Do zagospodarowania są obecna hala dworcowa wraz z placem Szewczyka (dworzec autobusowy) oraz znajdujący się po drugiej stronie torów plac Oddziałów Młodzieży Powstańczej. To w sumie 6,5 hektara w samym sercu miasta.
Ma tutaj powstać nie tylko węzeł komunikacyjny, ale i biura, centrum handlowe, parkingi, hotele. Wciąż nie wiadomo, co stanie się z obecnym budynkiem dworca: czy będzie zachowany w całości, czy tylko we fragmencie.
Wśród startujących inwestorów pojawiła się propozycja ING Real Estate. Już kiedyś firma przedstawiała swoje plany – zamiast obecnej hali miało powstać rozległe centrum handlowo-usługowe. Dworzec znajdował się nad peronami, na które zjeżdżało się ruchomymi schodami. Plac Szewczyka był dalej dworcem autobusowym, jednak nad nim rozpościerały się nowe budynki ze szkła. Całość dopełniał hotel. Inwestycja – szacowana na 900 mln zł – nie doszła do skutku, bo miasto zrezygnowało ze spółki z ING.
Obecnie trwa pierwszy etap wyłonienia inwestora. ING ma znów szanse, bo za jego wyborem przemawiają olbrzymi kapitał i duże doświadczenie. W Warszawie zrealizował Złote Tarasy, gigantyczne centrum handlowo-usługowo-biurowe o powierzchni 220 tys. m kw., które stanęło na wprost Dworca Centralnego. Inwestycja kosztowała pół miliarda euro, a przebudowa w Katowicach będzie mieć porównywalną skalę. Firma nie chce jednak zdradzić obecnych planów.

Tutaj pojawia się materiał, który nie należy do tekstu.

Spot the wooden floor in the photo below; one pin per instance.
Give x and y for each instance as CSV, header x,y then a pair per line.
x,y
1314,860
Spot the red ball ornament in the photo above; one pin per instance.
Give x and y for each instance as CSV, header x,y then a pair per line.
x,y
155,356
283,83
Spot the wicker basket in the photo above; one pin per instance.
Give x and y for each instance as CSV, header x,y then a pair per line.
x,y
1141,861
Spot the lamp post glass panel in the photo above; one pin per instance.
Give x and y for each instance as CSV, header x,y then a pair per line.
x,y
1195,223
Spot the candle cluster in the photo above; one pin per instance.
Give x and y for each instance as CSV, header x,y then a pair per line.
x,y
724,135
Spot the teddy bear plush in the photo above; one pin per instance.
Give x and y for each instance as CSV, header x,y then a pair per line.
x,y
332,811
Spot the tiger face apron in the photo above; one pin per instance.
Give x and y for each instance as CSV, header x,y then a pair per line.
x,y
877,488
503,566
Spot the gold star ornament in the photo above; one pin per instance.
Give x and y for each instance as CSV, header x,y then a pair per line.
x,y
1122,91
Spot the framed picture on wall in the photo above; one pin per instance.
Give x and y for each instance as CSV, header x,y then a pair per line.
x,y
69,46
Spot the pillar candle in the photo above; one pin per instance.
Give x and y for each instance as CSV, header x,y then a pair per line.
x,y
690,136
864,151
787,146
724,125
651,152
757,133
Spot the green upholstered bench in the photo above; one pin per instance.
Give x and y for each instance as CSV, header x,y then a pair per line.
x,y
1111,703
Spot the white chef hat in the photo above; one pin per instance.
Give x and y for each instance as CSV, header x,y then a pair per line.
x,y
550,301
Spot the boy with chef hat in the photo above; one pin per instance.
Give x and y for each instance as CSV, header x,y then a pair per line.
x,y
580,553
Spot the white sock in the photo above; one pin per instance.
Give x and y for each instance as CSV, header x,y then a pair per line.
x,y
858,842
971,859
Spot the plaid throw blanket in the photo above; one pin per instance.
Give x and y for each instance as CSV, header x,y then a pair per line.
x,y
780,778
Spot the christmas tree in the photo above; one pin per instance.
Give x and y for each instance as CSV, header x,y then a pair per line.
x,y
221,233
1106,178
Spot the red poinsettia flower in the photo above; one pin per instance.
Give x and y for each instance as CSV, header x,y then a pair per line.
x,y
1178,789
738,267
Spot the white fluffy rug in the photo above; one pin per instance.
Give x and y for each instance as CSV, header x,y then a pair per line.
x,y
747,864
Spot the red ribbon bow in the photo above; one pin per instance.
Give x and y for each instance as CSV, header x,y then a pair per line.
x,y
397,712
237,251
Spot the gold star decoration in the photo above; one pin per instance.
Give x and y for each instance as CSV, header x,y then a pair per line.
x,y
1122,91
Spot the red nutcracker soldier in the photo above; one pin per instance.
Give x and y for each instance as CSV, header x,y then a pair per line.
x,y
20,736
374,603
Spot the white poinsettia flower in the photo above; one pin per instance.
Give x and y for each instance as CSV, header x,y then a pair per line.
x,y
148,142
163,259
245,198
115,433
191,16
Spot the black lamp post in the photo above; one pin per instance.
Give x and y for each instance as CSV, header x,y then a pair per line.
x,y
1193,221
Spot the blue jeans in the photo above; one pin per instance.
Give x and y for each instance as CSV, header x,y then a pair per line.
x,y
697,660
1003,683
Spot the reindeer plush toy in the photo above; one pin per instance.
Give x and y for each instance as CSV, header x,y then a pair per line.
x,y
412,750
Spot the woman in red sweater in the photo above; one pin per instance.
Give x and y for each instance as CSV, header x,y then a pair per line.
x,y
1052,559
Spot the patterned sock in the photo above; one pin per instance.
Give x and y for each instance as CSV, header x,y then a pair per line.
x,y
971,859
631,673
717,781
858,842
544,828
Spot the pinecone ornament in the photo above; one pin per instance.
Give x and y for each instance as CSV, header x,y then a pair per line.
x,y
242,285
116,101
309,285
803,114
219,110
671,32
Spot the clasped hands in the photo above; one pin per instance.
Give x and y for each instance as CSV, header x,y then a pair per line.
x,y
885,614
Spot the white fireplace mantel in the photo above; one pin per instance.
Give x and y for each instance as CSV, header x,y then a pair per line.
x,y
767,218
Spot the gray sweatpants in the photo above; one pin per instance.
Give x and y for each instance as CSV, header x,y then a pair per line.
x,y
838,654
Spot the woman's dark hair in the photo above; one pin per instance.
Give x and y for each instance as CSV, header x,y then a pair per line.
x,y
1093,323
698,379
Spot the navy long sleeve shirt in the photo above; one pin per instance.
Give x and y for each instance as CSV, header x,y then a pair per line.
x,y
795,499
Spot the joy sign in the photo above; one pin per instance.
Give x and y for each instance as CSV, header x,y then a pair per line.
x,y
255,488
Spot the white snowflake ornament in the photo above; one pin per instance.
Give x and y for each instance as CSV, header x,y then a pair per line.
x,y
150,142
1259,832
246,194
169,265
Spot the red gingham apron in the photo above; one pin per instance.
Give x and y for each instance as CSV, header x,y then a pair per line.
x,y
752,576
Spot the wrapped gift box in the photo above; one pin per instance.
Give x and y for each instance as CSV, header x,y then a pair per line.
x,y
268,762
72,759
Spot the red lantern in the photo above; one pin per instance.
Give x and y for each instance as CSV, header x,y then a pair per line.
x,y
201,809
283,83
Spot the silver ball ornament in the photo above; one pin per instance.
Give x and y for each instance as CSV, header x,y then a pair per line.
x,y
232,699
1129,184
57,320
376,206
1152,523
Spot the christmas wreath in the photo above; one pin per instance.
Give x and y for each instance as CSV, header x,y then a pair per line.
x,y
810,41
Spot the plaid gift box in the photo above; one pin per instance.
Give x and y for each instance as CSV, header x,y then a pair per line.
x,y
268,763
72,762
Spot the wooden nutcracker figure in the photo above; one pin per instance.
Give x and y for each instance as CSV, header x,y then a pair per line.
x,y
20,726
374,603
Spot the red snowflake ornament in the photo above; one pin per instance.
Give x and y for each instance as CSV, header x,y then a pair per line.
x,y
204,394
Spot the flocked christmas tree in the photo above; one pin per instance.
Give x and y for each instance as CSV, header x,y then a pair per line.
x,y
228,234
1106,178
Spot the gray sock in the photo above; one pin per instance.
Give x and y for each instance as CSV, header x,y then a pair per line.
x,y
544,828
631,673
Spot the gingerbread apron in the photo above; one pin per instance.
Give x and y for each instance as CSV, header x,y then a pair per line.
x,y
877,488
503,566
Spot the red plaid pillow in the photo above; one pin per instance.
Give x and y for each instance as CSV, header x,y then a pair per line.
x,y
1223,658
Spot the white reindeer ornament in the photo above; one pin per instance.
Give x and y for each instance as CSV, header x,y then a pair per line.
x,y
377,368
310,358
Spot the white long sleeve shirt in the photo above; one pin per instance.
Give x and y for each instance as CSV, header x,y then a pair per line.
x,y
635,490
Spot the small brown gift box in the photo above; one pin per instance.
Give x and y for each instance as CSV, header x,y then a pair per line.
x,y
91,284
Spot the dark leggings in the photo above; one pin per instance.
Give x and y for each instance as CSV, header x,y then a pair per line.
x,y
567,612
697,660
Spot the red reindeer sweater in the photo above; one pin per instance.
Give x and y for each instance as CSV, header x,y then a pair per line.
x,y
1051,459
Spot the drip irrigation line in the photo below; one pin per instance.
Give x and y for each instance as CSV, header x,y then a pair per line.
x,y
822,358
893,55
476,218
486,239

Kolejni konkurenci to węgierski TriGranit, deweloper, który zbudował największe centrum handlowe w regionie – Silesię City Center, a także powstające obok osiedle Dębowe Tarasy. Oprócz tego w rokowaniach startują m.in. Ghelamco oraz Globe Trade Centre SA. Pierwszy ma na koncie kilkanaście budynków biurowych w Warszawie. Natomiast GTC realizuje wszelkie projekty: od osiedli mieszkaniowych po centra handlowe w całej Europie Środkowej m.in. Galerię Kazimierz w Krakowie.
W październiku PKP wyłonią pięciu inwestorów, którzy przejdą do drugiego etapu rokowań. Następnie odbędą się kolejne rozmowy, na ich podstawie wybrana zostanie najkorzystniejsza oferta. Inwestora poznamy na początku przyszłego roku. Inwestycja – wyceniana na kilkaset milionów złotych – może rozpocząć się najwcześniej na przełomie 2008 i 2009 roku.